On a ici la question des moyens employés et le poids américain en termes militaires, économiques, diplomatiques, idéologiques, financiers… était tout simplement trop grand. Un autre exemple était l’Égypte. L’URSS l’avait massivement soutenue lors d’une prise de contrôle semi-féodale, mais en 1976 la superpuissance impérialiste américaine reprit le dessus et en chassa les Soviétiques.
On est là dans les révolutions de palais, les batailles de factions au sein de la bourgeoisie bureaucratique, pour une allégeance à telle ou telle superpuissance. Les moyens américains étaient incommensurablement plus grands.
Si un mouvement avait besoin de matériels pour commencer des troubles du type armé ou un parti déjà au pouvoir avait besoin d’un appui militaire, il pouvait compter sur l’URSS social-impérialiste.
Il y a par exemple, pour les fournitures soviétiques, la Libye dont le nombre de tanks et de véhicules blindés passa de 175 en 1971 à 4 400 en 1983, et le Yémen du Sud ont le même matériel passe de 50 en 1975 à 750 en 1982.
Encore que cela ne suffit pas forcément en soi en raison des rapports terribles entre les pays du tiers-monde. La Somalie était soumise à l’URSS social-impérialiste, mais fit la guerre à l’Éthiopie, également passée sous la coupe soviétique. L’URSS social-impérialiste sauva alors l’Éthiopie de l’offensive somalienne, mais la Somalie quitta l’orbite soviétique pour s’inféoder à la superpuissance impérialiste américaine.
On reste, finalement, aux marges du tiers-monde. La vague des « libérations nationales » amenant les pays dans l’orbite soviétique n’eut pas lieu.
Cela rejoint l’aspect de la dynamique mondiale. Les pays occidentaux maintenaient leur avance économique, idéologique et technologique, ils l’accentuaient même.
Dès qu’on passait un certain cap, qu’il fallait des investissements, que le pays avait une certaine taille, que la bourgeoisie bureaucratique comptait s’insérer dans l’économie mondiale de manière un peu prononcée… Alors la soumission semi-coloniale à la superpuissance impérialiste américaine apparaissait comme plus rentable.
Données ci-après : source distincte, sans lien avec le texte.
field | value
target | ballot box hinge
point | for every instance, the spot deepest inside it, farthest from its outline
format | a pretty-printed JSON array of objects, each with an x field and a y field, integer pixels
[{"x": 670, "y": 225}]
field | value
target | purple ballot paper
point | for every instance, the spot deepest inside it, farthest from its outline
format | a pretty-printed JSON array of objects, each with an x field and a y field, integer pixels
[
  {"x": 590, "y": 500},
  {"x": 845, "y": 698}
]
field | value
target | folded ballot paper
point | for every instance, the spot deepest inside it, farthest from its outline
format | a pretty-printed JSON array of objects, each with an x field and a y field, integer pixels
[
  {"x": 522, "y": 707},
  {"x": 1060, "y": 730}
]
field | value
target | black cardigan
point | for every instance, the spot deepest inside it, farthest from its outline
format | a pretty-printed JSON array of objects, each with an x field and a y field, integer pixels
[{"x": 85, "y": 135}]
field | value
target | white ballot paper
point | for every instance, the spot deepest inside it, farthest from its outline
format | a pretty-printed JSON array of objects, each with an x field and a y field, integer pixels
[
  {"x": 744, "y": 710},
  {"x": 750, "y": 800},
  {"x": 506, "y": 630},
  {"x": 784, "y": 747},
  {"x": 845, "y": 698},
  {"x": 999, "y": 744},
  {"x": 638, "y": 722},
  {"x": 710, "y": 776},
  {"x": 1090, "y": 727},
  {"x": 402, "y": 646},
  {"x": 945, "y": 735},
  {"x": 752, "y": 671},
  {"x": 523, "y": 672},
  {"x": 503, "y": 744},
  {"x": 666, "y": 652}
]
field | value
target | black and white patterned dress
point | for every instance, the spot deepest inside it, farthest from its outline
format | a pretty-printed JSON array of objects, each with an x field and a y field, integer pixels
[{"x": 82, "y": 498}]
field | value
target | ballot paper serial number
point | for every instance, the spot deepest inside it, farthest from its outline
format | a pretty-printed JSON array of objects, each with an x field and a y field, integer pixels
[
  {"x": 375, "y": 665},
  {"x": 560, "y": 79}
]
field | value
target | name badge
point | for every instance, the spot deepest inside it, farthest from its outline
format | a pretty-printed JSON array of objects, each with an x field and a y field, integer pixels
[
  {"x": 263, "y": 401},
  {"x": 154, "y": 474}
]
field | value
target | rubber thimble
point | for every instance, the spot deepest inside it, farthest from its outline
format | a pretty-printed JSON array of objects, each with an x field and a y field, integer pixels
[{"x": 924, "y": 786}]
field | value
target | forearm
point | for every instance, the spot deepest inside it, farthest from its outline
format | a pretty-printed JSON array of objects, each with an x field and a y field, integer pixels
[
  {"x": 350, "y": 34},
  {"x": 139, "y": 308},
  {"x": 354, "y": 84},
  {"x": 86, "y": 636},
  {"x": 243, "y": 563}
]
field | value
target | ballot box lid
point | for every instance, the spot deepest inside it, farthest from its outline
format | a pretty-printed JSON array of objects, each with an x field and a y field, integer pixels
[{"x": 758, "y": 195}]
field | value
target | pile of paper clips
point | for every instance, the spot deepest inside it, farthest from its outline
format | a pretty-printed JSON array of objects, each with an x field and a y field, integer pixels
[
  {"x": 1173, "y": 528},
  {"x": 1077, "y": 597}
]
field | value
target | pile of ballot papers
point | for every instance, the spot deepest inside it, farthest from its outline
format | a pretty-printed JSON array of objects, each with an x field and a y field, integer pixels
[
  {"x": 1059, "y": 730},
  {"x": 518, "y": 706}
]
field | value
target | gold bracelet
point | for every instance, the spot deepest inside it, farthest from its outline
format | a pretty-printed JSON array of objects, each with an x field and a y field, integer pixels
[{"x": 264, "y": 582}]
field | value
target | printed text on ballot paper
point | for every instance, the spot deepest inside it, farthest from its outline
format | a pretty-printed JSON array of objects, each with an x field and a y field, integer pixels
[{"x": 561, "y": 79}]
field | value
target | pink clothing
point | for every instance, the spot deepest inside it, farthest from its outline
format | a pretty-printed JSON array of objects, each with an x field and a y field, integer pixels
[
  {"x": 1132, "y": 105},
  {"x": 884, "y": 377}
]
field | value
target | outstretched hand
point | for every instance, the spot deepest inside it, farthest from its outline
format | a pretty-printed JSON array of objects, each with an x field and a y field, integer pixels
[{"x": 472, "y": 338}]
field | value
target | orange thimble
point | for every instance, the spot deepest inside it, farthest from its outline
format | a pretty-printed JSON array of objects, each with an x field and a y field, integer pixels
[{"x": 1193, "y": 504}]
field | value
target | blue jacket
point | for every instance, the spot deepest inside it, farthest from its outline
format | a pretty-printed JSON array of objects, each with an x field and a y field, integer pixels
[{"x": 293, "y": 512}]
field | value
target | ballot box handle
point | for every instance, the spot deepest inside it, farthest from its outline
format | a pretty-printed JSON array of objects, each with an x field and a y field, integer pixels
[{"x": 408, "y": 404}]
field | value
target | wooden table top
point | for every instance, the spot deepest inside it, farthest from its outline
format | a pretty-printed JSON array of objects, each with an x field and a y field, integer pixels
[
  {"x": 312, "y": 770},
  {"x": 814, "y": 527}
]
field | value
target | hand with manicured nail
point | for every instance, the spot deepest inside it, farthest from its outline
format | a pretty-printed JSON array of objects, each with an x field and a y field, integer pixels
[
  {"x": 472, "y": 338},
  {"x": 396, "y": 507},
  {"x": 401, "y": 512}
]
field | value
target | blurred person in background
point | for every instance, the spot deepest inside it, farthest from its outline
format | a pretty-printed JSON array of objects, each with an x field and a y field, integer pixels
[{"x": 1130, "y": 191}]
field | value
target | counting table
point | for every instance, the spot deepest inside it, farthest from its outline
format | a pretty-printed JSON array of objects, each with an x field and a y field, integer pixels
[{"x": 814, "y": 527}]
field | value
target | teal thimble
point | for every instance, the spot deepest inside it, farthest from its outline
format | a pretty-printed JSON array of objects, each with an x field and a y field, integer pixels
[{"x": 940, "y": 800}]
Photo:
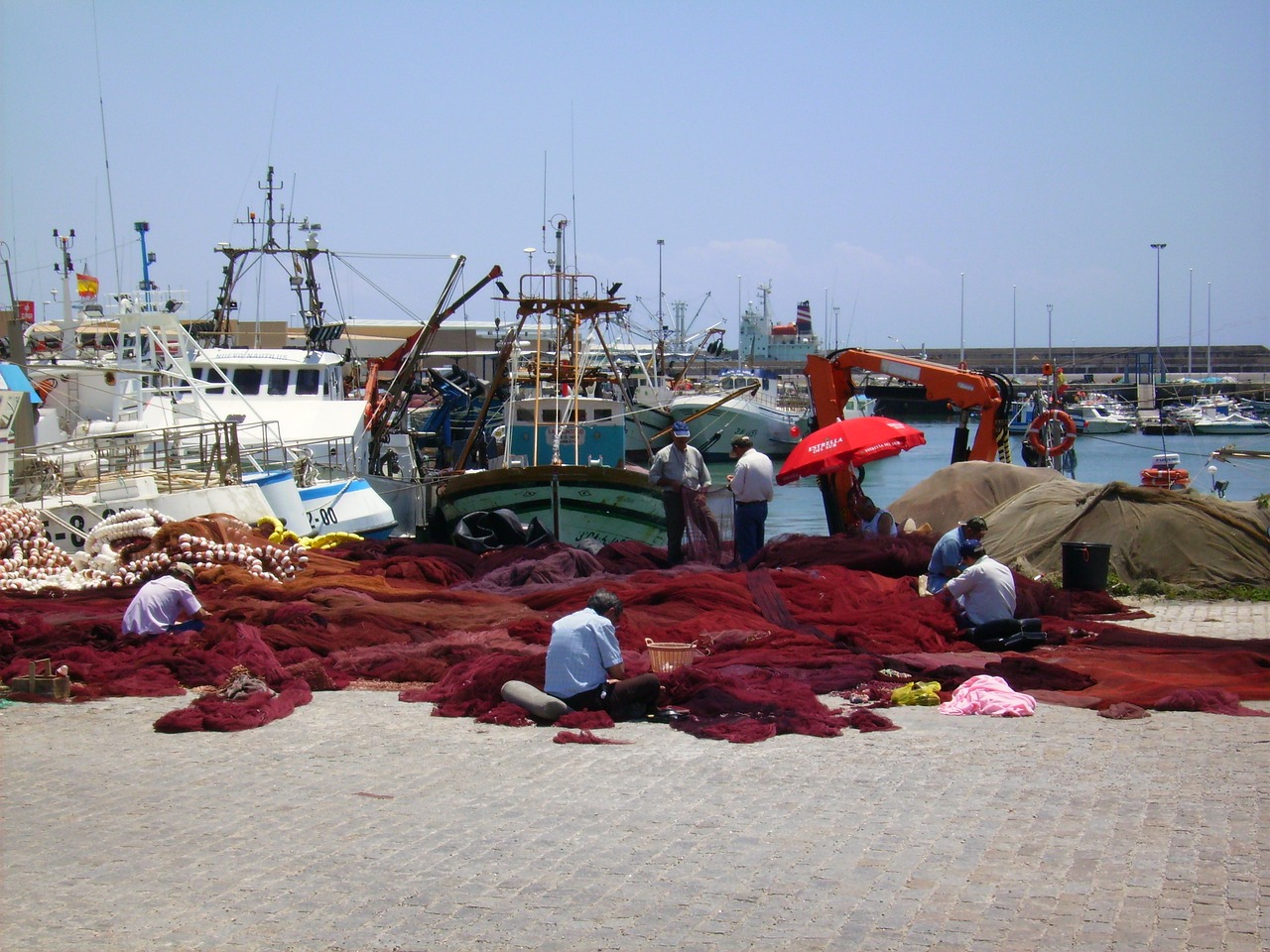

Aller faire ses courses à New York, Londres et Paris apparaissaient comme davantage prestigieux pour les couches capitalistes bureaucratiques des pays du tiers-monde, prompt à parasiter la vente de leur propre pays.
Or, jamais les investissements soviétiques ne purent se comparer à ceux américains. Le tiers-monde devait 120 milliards de dollars à l’URSS social-impérialiste en 1988, et dix fois plus aux pays occidentaux.
Et encore les dettes soviétiques ne concernaient-elles pratiquement que Cuba, la Syrie, le Vietnam, l’Inde, la Mongolie, l’Irak, l’Éthiopie, l’Angola, l’Algérie et l’Égypte, avec la moitié pour des achats d’armement.
L’exemple indien est significatif, car c’est un pays qui était passé en partie sous la coupe soviétique, tout en restant en partie soumis à la superpuissance américaine.
En 1971, l’URSS contrôlait par exemple en Inde 30 % de la production d’acier, 20 % de celle de l’électricité, 35 % du raffinage de pétrole, 60 % de la production d’équipements électriques, 75 % de la production de moteurs électriques, 25 % de la production d’aluminium. Le remboursement de la dette indienne à l’URSS formait pas moins que 28 % des revenus indiens à l’exportation.
Mais tout cela restait bien trop faible par rapport aux pays occidentaux enserrant toujours plus les pays du tiers-monde sous dépendance semi-coloniale. L’Afrique, l’Asie et l’Amérique latine restaient encadrés par la superpuissance américaine et les autres puissances impérialistes lui étant liées.
La perspective de passer en force, en profitant de sa masse, apparaissait donc comme vaine. Pour la génération de Léonid Brejnev, le rêve pouvait encore tenir, mais plus pour celle d’après, représenté par Mikhaïl Gorbatchev.